At Bletchley Park a small group consisting of the best minds in Britain have already been working in secret trying to crack Enigma without success. Alan Turing is interviewed by Commander Denniston (Charles Dance) to join this group, and almost doesn’t make the cut. However, he’s very clever and has already figured out what the job is for, so talks his way into being accepted. In order to find more great minds, those who might not have been given the opportunity to get a higher education, they set a prize crossword puzzle in the newspaper. Those who respond with the correct solution, are offered to attend a test for potential job opportunity (but they don’t know what for). Among those respondents is Joan Clarke (Keira Knightley), an equally brilliant mind. Being a woman, she’s almost prevented from even walking through the door, but thanks to Turing she is allowed to participate (and wipes the floor with the competition!). She was lucky to have someone who thinks differently in charge of the test.
The code breaking efforts up to now have primarily been manual trial and error; pencil and paper mathematics. Turing realises that this is far too slow, and proposes to build a machine to calculate the solutions for them. Never before has a machine been used in this way, and will take money to build and test. No one (other than Joan) recognises how revolutionary this idea is. Alan generally works alone, and the rest of the team don’t like that much.

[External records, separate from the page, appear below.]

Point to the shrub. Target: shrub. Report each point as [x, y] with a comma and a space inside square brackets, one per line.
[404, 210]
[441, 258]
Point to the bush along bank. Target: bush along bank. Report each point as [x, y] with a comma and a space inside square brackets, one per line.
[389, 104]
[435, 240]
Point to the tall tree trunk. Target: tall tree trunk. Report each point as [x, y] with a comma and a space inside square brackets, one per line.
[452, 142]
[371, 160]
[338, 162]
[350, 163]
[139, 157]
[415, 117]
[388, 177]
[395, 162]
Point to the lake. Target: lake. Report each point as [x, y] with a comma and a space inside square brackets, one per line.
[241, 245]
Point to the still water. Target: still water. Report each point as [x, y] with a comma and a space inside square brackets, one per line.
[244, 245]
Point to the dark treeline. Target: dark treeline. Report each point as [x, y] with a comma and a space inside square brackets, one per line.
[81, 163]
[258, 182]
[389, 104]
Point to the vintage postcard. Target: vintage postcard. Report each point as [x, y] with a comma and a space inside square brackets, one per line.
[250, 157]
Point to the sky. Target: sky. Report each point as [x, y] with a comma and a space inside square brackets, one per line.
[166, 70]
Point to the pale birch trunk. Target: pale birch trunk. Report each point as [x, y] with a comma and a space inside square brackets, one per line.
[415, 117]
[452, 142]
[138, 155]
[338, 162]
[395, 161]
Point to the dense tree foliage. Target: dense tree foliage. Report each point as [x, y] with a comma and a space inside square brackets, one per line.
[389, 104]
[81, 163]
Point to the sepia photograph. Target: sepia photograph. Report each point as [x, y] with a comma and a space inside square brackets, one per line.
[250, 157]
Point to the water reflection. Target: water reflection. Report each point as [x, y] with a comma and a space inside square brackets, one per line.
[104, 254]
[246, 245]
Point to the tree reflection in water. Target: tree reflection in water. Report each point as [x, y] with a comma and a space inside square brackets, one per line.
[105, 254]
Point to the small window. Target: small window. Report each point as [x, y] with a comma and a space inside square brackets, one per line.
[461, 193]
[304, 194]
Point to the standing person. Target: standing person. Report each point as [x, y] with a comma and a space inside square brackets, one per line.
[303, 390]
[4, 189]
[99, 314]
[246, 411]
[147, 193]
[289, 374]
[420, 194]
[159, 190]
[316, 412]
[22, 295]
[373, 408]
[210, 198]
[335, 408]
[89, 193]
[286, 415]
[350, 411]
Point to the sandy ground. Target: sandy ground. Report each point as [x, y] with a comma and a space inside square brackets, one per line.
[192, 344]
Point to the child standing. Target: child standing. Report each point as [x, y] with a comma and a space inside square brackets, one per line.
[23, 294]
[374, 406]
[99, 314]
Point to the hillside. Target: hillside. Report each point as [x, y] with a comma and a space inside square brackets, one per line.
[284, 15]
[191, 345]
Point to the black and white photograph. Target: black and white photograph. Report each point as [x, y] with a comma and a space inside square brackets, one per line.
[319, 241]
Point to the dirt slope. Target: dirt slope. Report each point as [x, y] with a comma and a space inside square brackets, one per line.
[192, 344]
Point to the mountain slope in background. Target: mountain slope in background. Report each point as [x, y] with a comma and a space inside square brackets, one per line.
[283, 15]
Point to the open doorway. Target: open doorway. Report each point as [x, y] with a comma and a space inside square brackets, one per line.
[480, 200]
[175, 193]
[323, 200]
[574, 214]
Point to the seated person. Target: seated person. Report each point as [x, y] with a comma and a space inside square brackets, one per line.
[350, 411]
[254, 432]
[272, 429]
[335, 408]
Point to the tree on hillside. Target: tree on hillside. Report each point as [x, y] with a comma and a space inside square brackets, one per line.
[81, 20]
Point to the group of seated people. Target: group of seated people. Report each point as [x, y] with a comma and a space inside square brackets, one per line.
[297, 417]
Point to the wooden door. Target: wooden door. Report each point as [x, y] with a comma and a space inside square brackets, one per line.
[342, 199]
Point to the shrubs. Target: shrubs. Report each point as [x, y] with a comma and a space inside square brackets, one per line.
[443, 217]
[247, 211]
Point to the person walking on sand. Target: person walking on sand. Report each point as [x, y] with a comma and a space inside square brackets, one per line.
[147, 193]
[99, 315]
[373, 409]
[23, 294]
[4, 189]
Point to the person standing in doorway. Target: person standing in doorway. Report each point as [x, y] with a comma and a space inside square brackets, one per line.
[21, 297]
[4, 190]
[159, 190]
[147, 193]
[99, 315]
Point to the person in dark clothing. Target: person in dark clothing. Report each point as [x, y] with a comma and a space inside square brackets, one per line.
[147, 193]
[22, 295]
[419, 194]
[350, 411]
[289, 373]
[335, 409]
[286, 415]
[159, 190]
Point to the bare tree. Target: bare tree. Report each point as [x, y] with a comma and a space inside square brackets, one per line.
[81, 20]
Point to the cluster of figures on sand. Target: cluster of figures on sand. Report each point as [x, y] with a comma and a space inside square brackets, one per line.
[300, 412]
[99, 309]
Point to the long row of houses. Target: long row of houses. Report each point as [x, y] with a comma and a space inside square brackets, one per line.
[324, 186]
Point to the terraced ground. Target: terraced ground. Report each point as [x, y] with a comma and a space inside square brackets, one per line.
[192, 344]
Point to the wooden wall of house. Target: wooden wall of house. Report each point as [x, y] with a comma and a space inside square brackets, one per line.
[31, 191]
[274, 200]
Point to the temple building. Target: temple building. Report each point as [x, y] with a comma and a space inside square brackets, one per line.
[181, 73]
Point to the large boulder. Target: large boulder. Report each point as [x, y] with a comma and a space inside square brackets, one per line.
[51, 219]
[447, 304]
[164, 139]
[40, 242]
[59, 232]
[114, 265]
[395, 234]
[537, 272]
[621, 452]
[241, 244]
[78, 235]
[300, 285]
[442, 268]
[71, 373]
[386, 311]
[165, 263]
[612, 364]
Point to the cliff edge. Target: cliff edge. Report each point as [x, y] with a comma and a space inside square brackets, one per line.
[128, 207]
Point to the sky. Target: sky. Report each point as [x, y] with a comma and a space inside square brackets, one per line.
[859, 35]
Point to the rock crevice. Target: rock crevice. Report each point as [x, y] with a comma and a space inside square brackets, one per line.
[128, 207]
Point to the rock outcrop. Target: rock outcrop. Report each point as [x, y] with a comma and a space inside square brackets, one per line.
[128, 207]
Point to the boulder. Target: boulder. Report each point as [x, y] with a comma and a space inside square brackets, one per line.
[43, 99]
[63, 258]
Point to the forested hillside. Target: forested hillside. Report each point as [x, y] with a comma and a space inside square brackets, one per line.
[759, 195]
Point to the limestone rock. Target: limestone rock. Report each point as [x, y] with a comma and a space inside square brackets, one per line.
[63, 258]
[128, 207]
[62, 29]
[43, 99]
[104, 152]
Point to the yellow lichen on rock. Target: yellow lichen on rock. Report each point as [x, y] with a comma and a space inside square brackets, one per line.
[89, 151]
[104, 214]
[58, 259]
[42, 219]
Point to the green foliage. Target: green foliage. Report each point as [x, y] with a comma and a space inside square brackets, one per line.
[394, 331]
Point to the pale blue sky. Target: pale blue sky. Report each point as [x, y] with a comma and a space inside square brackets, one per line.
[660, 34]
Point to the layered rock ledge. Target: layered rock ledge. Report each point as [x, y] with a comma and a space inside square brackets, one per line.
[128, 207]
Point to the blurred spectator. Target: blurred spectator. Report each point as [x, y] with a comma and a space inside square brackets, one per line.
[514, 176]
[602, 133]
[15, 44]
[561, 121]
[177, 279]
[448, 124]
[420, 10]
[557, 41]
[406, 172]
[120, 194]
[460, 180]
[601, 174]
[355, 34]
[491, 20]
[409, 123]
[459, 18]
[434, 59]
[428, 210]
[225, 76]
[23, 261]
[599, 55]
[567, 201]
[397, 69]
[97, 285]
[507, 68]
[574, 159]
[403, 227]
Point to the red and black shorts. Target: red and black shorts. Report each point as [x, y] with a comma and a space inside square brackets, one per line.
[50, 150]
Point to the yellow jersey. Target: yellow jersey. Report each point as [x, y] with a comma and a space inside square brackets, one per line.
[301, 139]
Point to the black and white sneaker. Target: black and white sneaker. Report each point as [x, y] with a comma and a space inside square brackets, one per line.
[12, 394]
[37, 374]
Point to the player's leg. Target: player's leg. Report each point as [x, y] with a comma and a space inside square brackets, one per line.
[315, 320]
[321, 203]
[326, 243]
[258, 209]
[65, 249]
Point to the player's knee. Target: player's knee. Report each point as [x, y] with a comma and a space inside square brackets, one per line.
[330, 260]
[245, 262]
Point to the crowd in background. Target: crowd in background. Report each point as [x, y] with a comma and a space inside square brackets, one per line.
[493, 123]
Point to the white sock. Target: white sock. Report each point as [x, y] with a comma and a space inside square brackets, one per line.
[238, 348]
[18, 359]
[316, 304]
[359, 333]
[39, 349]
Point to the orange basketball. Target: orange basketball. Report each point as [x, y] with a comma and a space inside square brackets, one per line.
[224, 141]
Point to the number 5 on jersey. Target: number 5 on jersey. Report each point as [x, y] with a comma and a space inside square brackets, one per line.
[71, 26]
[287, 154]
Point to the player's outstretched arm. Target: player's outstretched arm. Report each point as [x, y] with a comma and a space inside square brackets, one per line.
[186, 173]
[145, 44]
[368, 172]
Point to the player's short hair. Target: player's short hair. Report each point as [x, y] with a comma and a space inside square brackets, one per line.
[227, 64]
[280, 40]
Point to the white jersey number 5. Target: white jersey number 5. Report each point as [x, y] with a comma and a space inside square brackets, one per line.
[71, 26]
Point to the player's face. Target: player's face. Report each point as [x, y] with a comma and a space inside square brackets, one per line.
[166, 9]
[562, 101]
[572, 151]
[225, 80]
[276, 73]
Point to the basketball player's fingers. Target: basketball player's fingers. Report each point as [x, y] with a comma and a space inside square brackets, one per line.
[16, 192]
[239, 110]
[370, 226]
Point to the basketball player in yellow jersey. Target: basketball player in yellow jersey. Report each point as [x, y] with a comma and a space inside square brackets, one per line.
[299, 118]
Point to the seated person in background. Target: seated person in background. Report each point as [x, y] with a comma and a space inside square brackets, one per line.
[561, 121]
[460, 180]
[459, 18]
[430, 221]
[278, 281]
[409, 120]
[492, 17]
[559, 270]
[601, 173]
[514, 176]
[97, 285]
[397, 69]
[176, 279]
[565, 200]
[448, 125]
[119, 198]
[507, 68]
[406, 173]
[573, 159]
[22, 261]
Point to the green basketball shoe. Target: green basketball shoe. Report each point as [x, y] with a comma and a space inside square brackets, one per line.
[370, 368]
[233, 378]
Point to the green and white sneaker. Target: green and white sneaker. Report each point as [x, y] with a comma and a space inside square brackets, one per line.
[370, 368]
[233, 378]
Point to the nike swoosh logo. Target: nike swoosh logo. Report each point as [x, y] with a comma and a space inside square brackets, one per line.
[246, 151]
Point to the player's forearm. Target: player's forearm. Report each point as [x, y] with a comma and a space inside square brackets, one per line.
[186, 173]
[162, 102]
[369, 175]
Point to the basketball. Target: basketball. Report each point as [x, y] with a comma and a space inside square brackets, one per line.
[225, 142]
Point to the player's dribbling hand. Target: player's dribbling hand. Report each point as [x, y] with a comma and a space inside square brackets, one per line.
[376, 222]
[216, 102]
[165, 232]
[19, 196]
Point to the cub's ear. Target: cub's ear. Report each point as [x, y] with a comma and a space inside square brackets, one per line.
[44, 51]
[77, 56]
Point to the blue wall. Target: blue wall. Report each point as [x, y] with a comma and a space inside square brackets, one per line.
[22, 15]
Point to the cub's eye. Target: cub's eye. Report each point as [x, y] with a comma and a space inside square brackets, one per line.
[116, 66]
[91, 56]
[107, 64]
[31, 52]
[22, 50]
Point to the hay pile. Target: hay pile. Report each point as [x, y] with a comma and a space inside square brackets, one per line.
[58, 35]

Due to the money required, and the length of time it is taking to create a working machine, Commander Denniston pulls the plug on Turing’s work. So, Turing sends a letter directly to the Prime Minister Winston Churchill, and he countermands Denniston’s order.
History shows that they eventually succeeded in breaking the Enigma code. The war against the Nazi’s was won. Alan Turing’s work, they say, shortened the war by approximately 2 years and saved 14,000,000 (14 Million) lives. History also shows how Turing himself was eventually convicted for being homosexual. He was given a choice: prison, or a term of hormonal treatment (oestrogen injections – chemical castration) to suppress his homosexual side. Alan Turing died by his own hand in 1954, aged only 41.
Cumberbatch portrays Turing with delicacy, subtlety and compassion. Knightley plays Clarke with exceptional integrity and strength. The importance of Joan Clarke’s role in supporting Turing as both friend and colleague cannot be overstated. The entire supporting ensemble contribute to make this film a masterpiece. There has been some criticism regarding the lack of (explicit) homosexual (or just sexual) visuals/content in this movie. I’m of the opinion that it wasn’t necessary, nor would it have added anything to the narrative. Turing was gay, fact; and it was a facet of the story, just as it was a facet of the man. As a film with an historical focus, it can be viewed by a whole family together, kids, parents, granny and grandpa; and they’ll all learn something.
Alan Turing died practically unknown and uncelebrated for his work. But his research and insights changed the world. We would not have had the computer age, our smartphones, a huge proportion of the technology we rely on every day without him. In 2013 Turing was granted a posthumous pardon by Queen Elizabeth II. Exoneration is one thing, but telling his story to the whole world is another. It’s long overdue, but this film does justice to a British National Hero.